Kepala Pusat Komunikasi Publik Kemenhub Bambang S. Ervan mengatakan pihaknya tidak akan mengandangkan (grounded) 43 pesawat bermasalah tersebut.
"Grounded dilakukan jika tak memenuhi syarat kelaikan. Kalau masalah dokumen impor itu bukan kewenangan kami," tegasnya.
Kapal bodong
Direktur Jenderal Bea dan Cukai Thomas Sugijata menegaskan tidak ada tunggakan pajak impor oleh sejumlah kapal laut dan pesawat niaga tersebut.
Menurut dia, sesuai dengan ketentuan kapal laut dan pesawat terbang yang aktivitasnya diperuntukan bagi kegiatan niaga, selain bebas bea masuk (0%), seharusnya juga bisa mendapatkan pembebasan pertambahan nilai (PPN) impor setelah mendapatkan surat keterangan bebas (SKB) dari DJP.
"Itu berdasarkan hasil rapat koordinasi antara DJBC, Ditjen Perhubungan Laut, Ditjen Perhubungan Udara, INSA, DJP di kantor Komwas Perpajakan, Rabu lalu," tuturnya.

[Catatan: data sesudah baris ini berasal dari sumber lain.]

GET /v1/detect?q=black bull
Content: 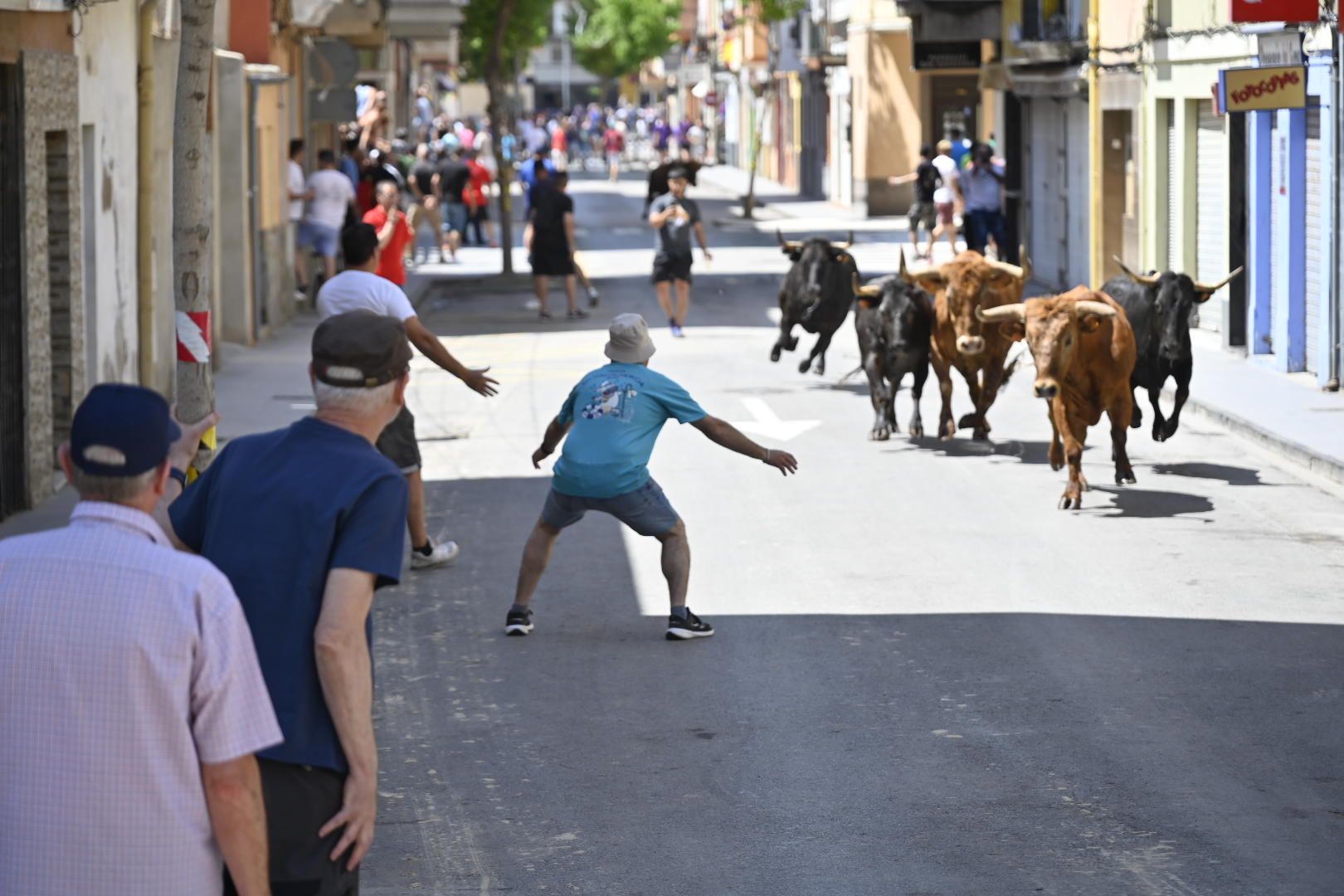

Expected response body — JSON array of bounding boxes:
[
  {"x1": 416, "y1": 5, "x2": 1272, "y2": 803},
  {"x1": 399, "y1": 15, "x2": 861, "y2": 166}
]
[
  {"x1": 770, "y1": 231, "x2": 859, "y2": 376},
  {"x1": 852, "y1": 274, "x2": 934, "y2": 442},
  {"x1": 1102, "y1": 258, "x2": 1242, "y2": 442}
]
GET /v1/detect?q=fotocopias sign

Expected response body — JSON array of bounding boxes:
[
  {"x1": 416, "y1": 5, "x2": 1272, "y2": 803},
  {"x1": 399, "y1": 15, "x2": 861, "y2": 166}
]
[
  {"x1": 1233, "y1": 0, "x2": 1321, "y2": 22},
  {"x1": 1218, "y1": 66, "x2": 1307, "y2": 111}
]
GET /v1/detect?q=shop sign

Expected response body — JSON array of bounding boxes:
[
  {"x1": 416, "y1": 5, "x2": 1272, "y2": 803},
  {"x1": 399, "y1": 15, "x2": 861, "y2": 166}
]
[
  {"x1": 1218, "y1": 66, "x2": 1307, "y2": 111},
  {"x1": 915, "y1": 41, "x2": 980, "y2": 71},
  {"x1": 1233, "y1": 0, "x2": 1321, "y2": 23}
]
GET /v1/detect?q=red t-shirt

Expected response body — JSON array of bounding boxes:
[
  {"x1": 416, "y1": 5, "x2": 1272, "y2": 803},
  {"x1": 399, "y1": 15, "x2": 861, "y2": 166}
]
[{"x1": 364, "y1": 206, "x2": 416, "y2": 286}]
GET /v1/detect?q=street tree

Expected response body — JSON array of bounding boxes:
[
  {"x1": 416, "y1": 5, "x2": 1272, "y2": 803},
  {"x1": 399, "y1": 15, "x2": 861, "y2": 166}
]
[
  {"x1": 460, "y1": 0, "x2": 551, "y2": 274},
  {"x1": 172, "y1": 0, "x2": 215, "y2": 469},
  {"x1": 574, "y1": 0, "x2": 681, "y2": 78},
  {"x1": 742, "y1": 0, "x2": 808, "y2": 217}
]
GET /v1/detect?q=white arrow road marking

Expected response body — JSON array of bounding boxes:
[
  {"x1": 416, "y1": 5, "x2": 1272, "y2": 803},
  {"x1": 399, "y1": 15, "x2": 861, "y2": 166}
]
[{"x1": 733, "y1": 397, "x2": 821, "y2": 442}]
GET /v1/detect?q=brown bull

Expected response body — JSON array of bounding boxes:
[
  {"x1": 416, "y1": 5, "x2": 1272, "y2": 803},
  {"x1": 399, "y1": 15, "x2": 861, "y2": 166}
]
[
  {"x1": 976, "y1": 286, "x2": 1136, "y2": 510},
  {"x1": 900, "y1": 251, "x2": 1031, "y2": 439}
]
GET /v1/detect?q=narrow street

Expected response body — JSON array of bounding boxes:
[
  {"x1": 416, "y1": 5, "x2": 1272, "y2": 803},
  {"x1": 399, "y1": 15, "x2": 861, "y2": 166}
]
[{"x1": 363, "y1": 178, "x2": 1344, "y2": 896}]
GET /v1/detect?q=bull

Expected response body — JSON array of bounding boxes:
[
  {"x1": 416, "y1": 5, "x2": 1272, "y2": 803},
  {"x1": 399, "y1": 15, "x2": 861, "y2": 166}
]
[
  {"x1": 852, "y1": 274, "x2": 933, "y2": 442},
  {"x1": 900, "y1": 251, "x2": 1031, "y2": 441},
  {"x1": 1102, "y1": 258, "x2": 1244, "y2": 442},
  {"x1": 770, "y1": 231, "x2": 859, "y2": 376},
  {"x1": 976, "y1": 286, "x2": 1136, "y2": 510}
]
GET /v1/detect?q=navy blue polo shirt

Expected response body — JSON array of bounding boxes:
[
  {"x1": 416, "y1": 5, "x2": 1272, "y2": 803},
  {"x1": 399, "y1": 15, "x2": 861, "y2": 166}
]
[{"x1": 168, "y1": 416, "x2": 407, "y2": 771}]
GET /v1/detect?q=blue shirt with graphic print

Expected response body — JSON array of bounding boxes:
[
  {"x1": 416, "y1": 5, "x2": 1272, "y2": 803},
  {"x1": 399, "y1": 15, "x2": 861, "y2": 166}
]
[{"x1": 553, "y1": 362, "x2": 706, "y2": 499}]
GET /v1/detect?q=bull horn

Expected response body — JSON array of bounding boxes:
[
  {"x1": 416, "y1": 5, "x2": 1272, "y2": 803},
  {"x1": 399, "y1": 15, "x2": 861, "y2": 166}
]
[
  {"x1": 1195, "y1": 267, "x2": 1246, "y2": 295},
  {"x1": 854, "y1": 273, "x2": 882, "y2": 298},
  {"x1": 1074, "y1": 298, "x2": 1119, "y2": 317},
  {"x1": 976, "y1": 302, "x2": 1027, "y2": 324},
  {"x1": 1112, "y1": 256, "x2": 1158, "y2": 286}
]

Untuk kapal laut, jelas Thomas, bermula dari penyegelan sejumlah kapal yang berganti bendera oleh DJBC karena proses administrasi belum selesai, yakni tidak memiliki dokumen pemberitahuan impor barang (PIB).
Kemudian, setelah berkoordinasi dengan INSA, DJBC disodorkan daftar sekitar 1.000 kapal yang bernasib sama dan belum memenuhi kewajibannya.
"1.000 kapal yang dilaporkan INSA itu merupakan akumulasi (masalah administrasi) dalam beberapa tahun," ungkapnya.
Johnson menjelaskan Ditjen Bea dan Cukai sudah meminta INSA agar mendata kapal-kapal bodong tersebut untuk diserahkan kepada Ditjen Perhubungan Laut yang nantinya diberikan kepada Ditjen Bea dan Cukai.
Saat ini, katanya, pihaknya sudah meminta kepada perusahaan pelayaran nasional agar mendaftarkan kapalnya tersebut baik melalui DPC INSA maupun DPP INSA.